Cooking, cleaning and having your husband’s food ready to hit the table as he walks through the door. We are all familiar with the stereotypical housewife, and Shirley fits this description perfectly – until she decides that enough is enough and jets off to Greece to follow the dreams she has never dared to express.
Shirley Valentine does not have the most complex of plotlines. A 1980s housewife is restless and disappointed with her life, and so overcome with the desire to rediscover her identity, she runs away to Greece for a few weeks and does not want to go home. However, what makes it a compelling piece of theatre is the playwright Willy Russell’s insightful ability to write the female voice and comedy that comes alive on stage. The dialogue was undoubtedly sharp, witty and delivered flawlessly by actress Jodie Prenger.

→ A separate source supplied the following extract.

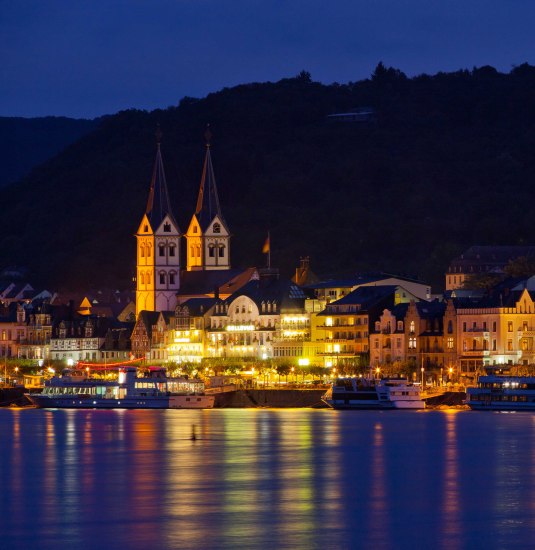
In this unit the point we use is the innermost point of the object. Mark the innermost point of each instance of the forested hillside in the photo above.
(449, 161)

Prenger (Shirley Valentine) brings this one-woman show to life with a brilliant energy that she holds consistently throughout the performance. This woman is incredibly funny. With spot on comedic timing and an ability to draw in a theatre full of people, Prenger keeps the audience entertained from start to finish. She is clearly a highly skilled actress, showing a great range of vocal talent as she does humorous impressions of the other characters from her world, filling the night with anecdotes and stories.
Between acts, the stage set shifted from being a domestic kitchen environment with warm tones and lighting to a beach with fairly surreal vibes. One could speculate that the fantasy-like aesthetics of the second act are reflective of Shirley Valentine’s journey, as she travels to Greece to live out her ‘fantasy’. The domesticity of the original stage set compliments her role as a housewife. It appears that she physically cooks a meal of egg and chips on stage, which is either evidence of a very believable special effect or the finely tuned multitasking abilities of Prenger.

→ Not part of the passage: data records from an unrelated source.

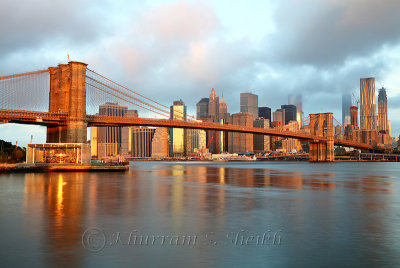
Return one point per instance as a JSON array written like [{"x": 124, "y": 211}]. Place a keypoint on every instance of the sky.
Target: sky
[{"x": 171, "y": 50}]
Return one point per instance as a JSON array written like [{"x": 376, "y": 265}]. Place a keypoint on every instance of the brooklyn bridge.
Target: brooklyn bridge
[{"x": 64, "y": 98}]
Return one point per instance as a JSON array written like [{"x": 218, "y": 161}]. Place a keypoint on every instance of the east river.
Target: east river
[{"x": 199, "y": 214}]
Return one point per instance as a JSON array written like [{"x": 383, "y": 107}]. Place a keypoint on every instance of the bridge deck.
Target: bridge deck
[{"x": 47, "y": 118}]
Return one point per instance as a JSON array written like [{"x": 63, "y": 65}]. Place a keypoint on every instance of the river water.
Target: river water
[{"x": 198, "y": 214}]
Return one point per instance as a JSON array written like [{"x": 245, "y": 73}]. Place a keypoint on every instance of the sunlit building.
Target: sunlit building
[
  {"x": 195, "y": 140},
  {"x": 382, "y": 111},
  {"x": 160, "y": 143},
  {"x": 213, "y": 105},
  {"x": 290, "y": 113},
  {"x": 297, "y": 101},
  {"x": 279, "y": 116},
  {"x": 249, "y": 104},
  {"x": 346, "y": 104},
  {"x": 177, "y": 135},
  {"x": 141, "y": 142},
  {"x": 353, "y": 116},
  {"x": 202, "y": 108},
  {"x": 223, "y": 109},
  {"x": 367, "y": 104},
  {"x": 241, "y": 142},
  {"x": 261, "y": 143},
  {"x": 264, "y": 112}
]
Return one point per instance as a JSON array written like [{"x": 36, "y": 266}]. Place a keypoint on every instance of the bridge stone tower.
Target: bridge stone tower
[
  {"x": 322, "y": 125},
  {"x": 68, "y": 95}
]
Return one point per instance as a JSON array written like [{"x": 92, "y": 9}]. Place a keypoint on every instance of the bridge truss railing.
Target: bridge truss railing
[{"x": 25, "y": 91}]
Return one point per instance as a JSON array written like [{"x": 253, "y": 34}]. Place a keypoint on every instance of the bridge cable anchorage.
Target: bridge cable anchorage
[
  {"x": 25, "y": 91},
  {"x": 134, "y": 92},
  {"x": 126, "y": 95},
  {"x": 23, "y": 74},
  {"x": 121, "y": 98}
]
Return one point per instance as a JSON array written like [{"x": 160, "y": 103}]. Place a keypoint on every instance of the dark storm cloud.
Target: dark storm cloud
[{"x": 324, "y": 33}]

The sound effects are minimalistic and used gently in the background to create a sense of atmosphere. The show’s use of lighting become more prominent in the second act, with the bright blue background contrasting intensely with the orange tones illuminating Prenger. This effect, coupled with her amazing energy, really helps to draw in the audience’s focus.
Overall, Shirley Valentine is a fun piece of theatre. Though the storyline may be fairly predictable, it is well-written. Admittedly it was penned in the 1980s for an audience that may have found Shirley’s journey from domesticity to independence refreshing. The execution is spot on, leading to an enjoyable show that will have you laughing until the curtains close.